How to make Groovy / Grails return a List of objec

2019-04-27 06:21发布

问题:

I have a class like this:

class Foo {
    static hasMany = [bars: Bar]
}

When I write:

Foo.getAll()

I get a list of Foo objects like this:

[ Foo1, Foo2, Foo3 ]

When I write:

Foo.getAll().bars

I get a list of lists of Bar object like this:

[ [ Bar1, Bar2 ], [ Bar2, Bar3 ], [ Bar1, Bar4 ] ] 

But what I want is a unique list of Bar objects like this:

[ Bar1, Bar2, Bar3, Bar4 ]

My end goal is to have a unique list of ids of the Bar object in the list above, like this:

[ 1, 2, 3, 4 ]

I have tried variations of the collect method and I have also tried the spread operator but I'm not having any luck.

回答1:

For generic groovy classes (i.e. non-GORM classes), David is correct that using flatten and unique is the best way to go.

In your example though, it looks like you're using GORM domain objects in a many-to-many relationship (otherwise you wouldn't need the uniqueness constraint).

For a domain class, you're best off using either HQL or a criteria to do this in one step.

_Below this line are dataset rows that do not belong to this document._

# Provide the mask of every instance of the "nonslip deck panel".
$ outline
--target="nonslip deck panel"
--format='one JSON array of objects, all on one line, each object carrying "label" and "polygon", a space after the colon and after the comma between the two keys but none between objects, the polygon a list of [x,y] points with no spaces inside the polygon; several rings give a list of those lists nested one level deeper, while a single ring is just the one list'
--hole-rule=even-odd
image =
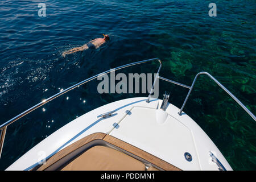
[{"label": "nonslip deck panel", "polygon": [[143,159],[164,170],[181,171],[180,169],[177,168],[176,167],[111,135],[106,135],[103,140],[142,159]]},{"label": "nonslip deck panel", "polygon": [[94,146],[63,168],[61,171],[145,171],[141,161],[115,149]]},{"label": "nonslip deck panel", "polygon": [[51,158],[49,158],[47,161],[46,164],[41,165],[41,166],[37,169],[38,171],[44,171],[48,167],[57,162],[60,159],[63,158],[69,154],[73,152],[79,148],[84,146],[86,143],[88,143],[93,140],[96,139],[103,139],[106,136],[106,134],[102,133],[96,133],[90,134],[88,136],[84,137],[79,140],[72,143],[72,144],[63,148],[57,154],[55,154]]},{"label": "nonslip deck panel", "polygon": [[170,164],[166,162],[147,153],[136,147],[134,147],[126,142],[122,141],[106,134],[97,133],[86,136],[80,140],[75,142],[74,143],[67,146],[61,150],[48,160],[47,160],[45,164],[40,165],[34,168],[35,170],[43,171],[47,169],[50,166],[57,162],[60,159],[64,158],[69,154],[74,152],[83,146],[95,140],[102,140],[105,142],[109,143],[114,146],[120,148],[129,153],[137,156],[149,163],[155,165],[159,168],[167,171],[180,171],[179,168]]}]

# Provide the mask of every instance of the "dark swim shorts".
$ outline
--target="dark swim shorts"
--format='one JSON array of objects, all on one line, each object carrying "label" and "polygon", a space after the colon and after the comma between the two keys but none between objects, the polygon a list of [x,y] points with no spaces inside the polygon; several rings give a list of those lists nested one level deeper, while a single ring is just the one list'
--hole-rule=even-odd
[{"label": "dark swim shorts", "polygon": [[86,45],[90,49],[95,49],[96,48],[95,46],[91,42],[88,43]]}]

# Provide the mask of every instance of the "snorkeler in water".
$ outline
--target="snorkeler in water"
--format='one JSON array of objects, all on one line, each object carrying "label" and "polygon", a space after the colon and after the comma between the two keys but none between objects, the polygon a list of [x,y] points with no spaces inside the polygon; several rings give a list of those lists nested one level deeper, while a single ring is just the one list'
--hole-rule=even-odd
[{"label": "snorkeler in water", "polygon": [[66,55],[69,55],[78,51],[82,51],[88,49],[97,49],[106,41],[109,40],[109,36],[108,35],[105,35],[103,34],[103,36],[104,36],[104,38],[95,39],[89,42],[82,46],[76,47],[69,51],[65,51],[62,53],[62,56],[65,57]]}]

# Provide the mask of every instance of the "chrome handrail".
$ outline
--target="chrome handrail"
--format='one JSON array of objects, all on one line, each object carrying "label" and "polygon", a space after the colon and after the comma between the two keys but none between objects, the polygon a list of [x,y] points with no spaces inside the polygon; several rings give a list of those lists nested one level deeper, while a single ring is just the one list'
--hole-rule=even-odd
[{"label": "chrome handrail", "polygon": [[[158,61],[160,63],[160,66],[159,66],[159,68],[158,69],[158,74],[159,72],[160,69],[162,67],[162,63],[161,63],[161,60],[158,59],[158,58],[153,58],[153,59],[147,59],[146,60],[142,60],[142,61],[137,61],[137,62],[134,62],[134,63],[130,63],[130,64],[127,64],[122,66],[120,66],[118,67],[117,67],[115,68],[114,69],[110,69],[108,71],[106,71],[105,72],[104,72],[101,73],[96,75],[95,76],[93,76],[89,78],[87,78],[86,80],[84,80],[73,86],[71,86],[69,88],[68,88],[67,89],[65,89],[64,90],[62,90],[61,92],[48,98],[47,99],[44,100],[43,101],[42,101],[41,102],[36,104],[36,105],[32,107],[30,107],[30,109],[27,109],[27,110],[24,111],[24,112],[19,114],[19,115],[15,116],[15,117],[13,118],[12,119],[10,119],[9,121],[7,121],[6,122],[5,122],[5,123],[0,125],[0,131],[1,131],[1,135],[0,135],[0,158],[1,156],[1,154],[2,154],[2,148],[3,148],[3,142],[5,140],[5,133],[6,131],[6,128],[7,127],[7,126],[9,126],[9,125],[13,123],[14,122],[17,121],[18,119],[22,118],[23,117],[24,117],[24,115],[27,115],[27,114],[30,113],[30,112],[32,111],[33,110],[36,109],[37,108],[44,105],[44,104],[46,104],[46,103],[52,101],[52,100],[60,96],[61,95],[71,90],[73,90],[73,89],[79,87],[80,85],[82,85],[90,81],[92,81],[98,77],[102,76],[104,75],[106,75],[108,73],[111,73],[113,71],[115,71],[116,70],[118,70],[118,69],[121,69],[122,68],[127,68],[127,67],[129,67],[131,66],[133,66],[135,65],[137,65],[137,64],[142,64],[142,63],[145,63],[147,62],[149,62],[149,61]],[[157,77],[156,76],[156,78],[157,78]],[[156,78],[155,79],[155,81],[152,84],[152,87],[154,86],[154,84],[155,84],[155,82],[156,81]],[[151,92],[150,92],[150,96],[148,96],[148,98],[150,98],[150,94],[151,94]]]},{"label": "chrome handrail", "polygon": [[183,110],[184,107],[185,107],[185,105],[186,104],[187,101],[188,100],[188,97],[189,96],[193,88],[194,87],[195,83],[196,82],[196,79],[197,78],[198,76],[201,75],[206,75],[208,76],[209,76],[212,80],[213,80],[217,84],[218,84],[218,86],[220,86],[223,90],[225,90],[231,97],[234,99],[234,100],[237,102],[247,113],[250,116],[254,119],[254,121],[256,121],[256,117],[255,115],[242,103],[241,101],[240,101],[235,96],[234,96],[229,90],[228,90],[224,86],[223,86],[220,82],[218,82],[218,80],[217,80],[214,77],[213,77],[210,74],[209,74],[208,72],[201,72],[199,73],[197,73],[196,76],[195,77],[194,80],[193,81],[193,83],[189,88],[189,91],[188,91],[188,94],[187,95],[187,97],[185,99],[185,101],[183,102],[183,105],[181,106],[181,108],[180,109],[180,111],[179,112],[179,115],[181,115],[182,111]]},{"label": "chrome handrail", "polygon": [[218,170],[220,171],[226,171],[224,166],[220,162],[220,161],[217,158],[215,155],[212,154],[211,151],[209,151],[210,156],[212,158],[212,161],[217,164]]},{"label": "chrome handrail", "polygon": [[13,122],[14,122],[15,121],[17,121],[18,119],[20,119],[20,118],[24,117],[24,115],[27,115],[27,114],[30,113],[30,112],[32,111],[33,110],[36,109],[37,108],[44,105],[44,104],[46,104],[46,103],[51,101],[51,100],[60,96],[61,95],[71,90],[74,89],[75,88],[80,86],[80,85],[82,85],[89,81],[90,81],[94,79],[95,79],[96,78],[97,78],[98,77],[102,76],[104,75],[106,75],[108,73],[111,73],[113,71],[115,71],[115,70],[118,70],[118,69],[121,69],[122,68],[125,68],[126,67],[131,67],[131,66],[133,66],[135,65],[137,65],[137,64],[142,64],[142,63],[147,63],[147,62],[149,62],[149,61],[155,61],[157,60],[160,63],[160,66],[159,68],[158,68],[158,71],[156,74],[156,76],[155,78],[154,81],[153,82],[153,84],[152,85],[151,87],[151,89],[150,90],[150,94],[148,95],[148,98],[146,100],[147,102],[150,102],[150,97],[151,97],[151,94],[152,92],[152,90],[154,89],[154,86],[155,86],[155,84],[156,82],[156,81],[157,81],[158,78],[160,78],[161,80],[163,80],[164,81],[167,81],[167,82],[170,82],[171,83],[177,85],[179,86],[181,86],[184,88],[186,88],[187,89],[189,89],[189,90],[188,93],[188,94],[187,95],[187,97],[185,99],[185,101],[183,102],[183,104],[181,106],[181,108],[180,110],[180,111],[178,113],[179,115],[181,115],[182,114],[182,111],[184,109],[184,107],[185,107],[185,105],[187,103],[187,101],[188,99],[188,97],[189,96],[193,88],[193,86],[195,85],[195,83],[196,82],[196,80],[197,79],[197,78],[198,77],[198,76],[199,75],[206,75],[207,76],[208,76],[212,80],[213,80],[215,82],[216,82],[218,86],[220,86],[222,89],[224,89],[229,96],[230,96],[250,116],[251,118],[253,118],[253,119],[254,119],[254,121],[256,121],[256,118],[255,117],[255,115],[237,98],[229,90],[228,90],[224,86],[223,86],[221,83],[220,83],[214,77],[213,77],[212,75],[210,75],[209,73],[205,72],[200,72],[199,73],[197,73],[196,75],[196,76],[195,77],[195,78],[193,81],[192,84],[191,85],[191,86],[187,86],[186,85],[176,82],[175,81],[173,80],[171,80],[164,77],[162,77],[161,76],[159,76],[159,73],[160,72],[160,69],[162,68],[162,63],[161,63],[161,60],[158,59],[158,58],[154,58],[154,59],[148,59],[148,60],[143,60],[143,61],[137,61],[137,62],[134,62],[134,63],[130,63],[130,64],[127,64],[122,66],[120,66],[118,67],[117,67],[115,68],[114,69],[110,69],[108,71],[106,71],[104,72],[102,72],[101,73],[96,75],[94,76],[92,76],[89,78],[87,78],[86,80],[84,80],[73,86],[71,86],[70,87],[69,87],[68,88],[49,97],[48,98],[46,99],[46,100],[44,100],[43,101],[42,101],[41,102],[36,104],[36,105],[32,107],[30,107],[30,109],[28,109],[28,110],[24,111],[24,112],[20,113],[20,114],[16,115],[16,117],[14,117],[13,118],[10,119],[9,121],[8,121],[7,122],[5,122],[5,123],[0,125],[0,131],[1,131],[1,134],[0,134],[0,158],[1,156],[1,153],[2,153],[2,148],[3,148],[3,142],[5,140],[5,134],[6,132],[6,129],[7,129],[7,126],[9,126],[9,125],[13,123]]}]

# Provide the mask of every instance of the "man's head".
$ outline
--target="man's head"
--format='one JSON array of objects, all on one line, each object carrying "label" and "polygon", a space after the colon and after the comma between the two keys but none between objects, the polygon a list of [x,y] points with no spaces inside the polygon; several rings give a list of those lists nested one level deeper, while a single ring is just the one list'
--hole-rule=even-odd
[{"label": "man's head", "polygon": [[104,35],[103,34],[103,36],[104,36],[104,40],[107,41],[109,40],[109,36],[108,35]]}]

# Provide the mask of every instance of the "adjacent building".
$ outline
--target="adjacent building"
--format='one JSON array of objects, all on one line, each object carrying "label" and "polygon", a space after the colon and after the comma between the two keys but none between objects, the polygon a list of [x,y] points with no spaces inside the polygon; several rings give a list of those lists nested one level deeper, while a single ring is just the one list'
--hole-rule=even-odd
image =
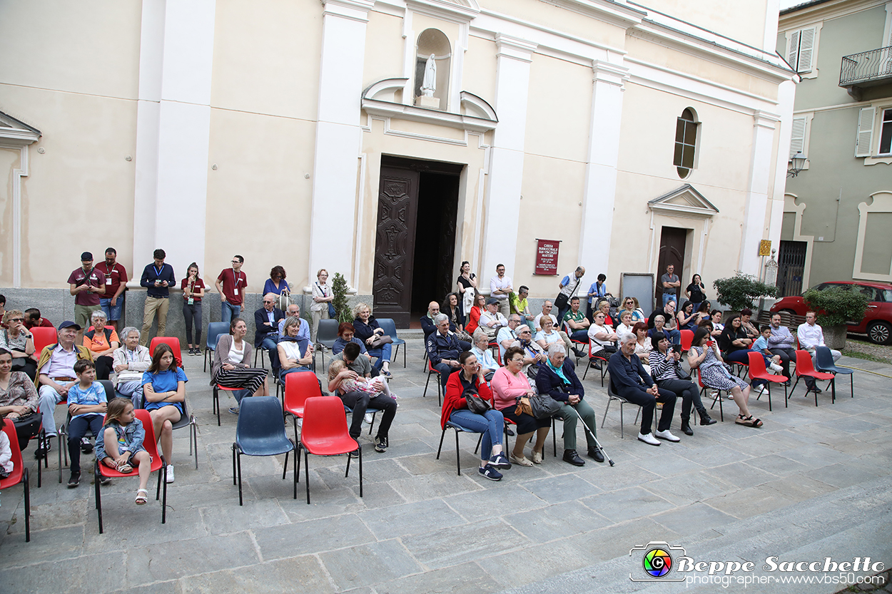
[{"label": "adjacent building", "polygon": [[777,51],[798,72],[779,252],[783,295],[830,280],[892,282],[892,2],[782,11]]},{"label": "adjacent building", "polygon": [[[778,0],[4,2],[0,284],[64,310],[85,250],[138,271],[161,247],[206,280],[239,253],[249,291],[274,265],[298,290],[325,268],[404,323],[466,260],[486,291],[501,263],[534,297],[580,264],[615,294],[670,262],[684,285],[758,274],[793,135],[777,15]],[[537,239],[560,240],[558,278],[533,274]]]}]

An additional advantage is that the SQL generated for it is much more efficient.

Here's the HQL for getting the unique Bar ids that are related to any Foo in a many-to-many relationship:

Bar.executeQuery("select distinct b.id from Foo f join f.bars b")

The criteria for this would look like:

Foo.withCriteria {
    bars {
        projections {
          distinct("id")
        }
    }
}

One "issue" with using this kind of method is that HQL is not supported in unit tests (and likely will never be) and Criteria queries with join table projections are broken in 2.0.4 unit tests. So any tests around this code would either need to be mocked or use an integration test.



回答2:

There is a Collection#collectMany method that works the same way as calling collect and then flatten. To get the list of Bar IDs, you might do:

def barIds = Foo.getAll().collectMany { it.bars*.id }

The { it.bars*.id } closure returns a list with the IDs of the Bars of a Foo (i love these placeholder names hehe), and then collectMany concatenates those lists into a single list. If you need the IDs to be unique (maybe a Bar can belong to more than one Foo), you can add a .unique() to that expression :)



回答3:

There might be a better way, but you could use flatten and unique.

Something like:

def allBars = Foo.getAll().bars.flatten().unique()

Edit:
I've just re-read and see that you are after a list of IDs in the end, not the Bars. As you suggested you would use collect{ it.id } to get the IDs. I would do that before making the list unique, for performance reasons.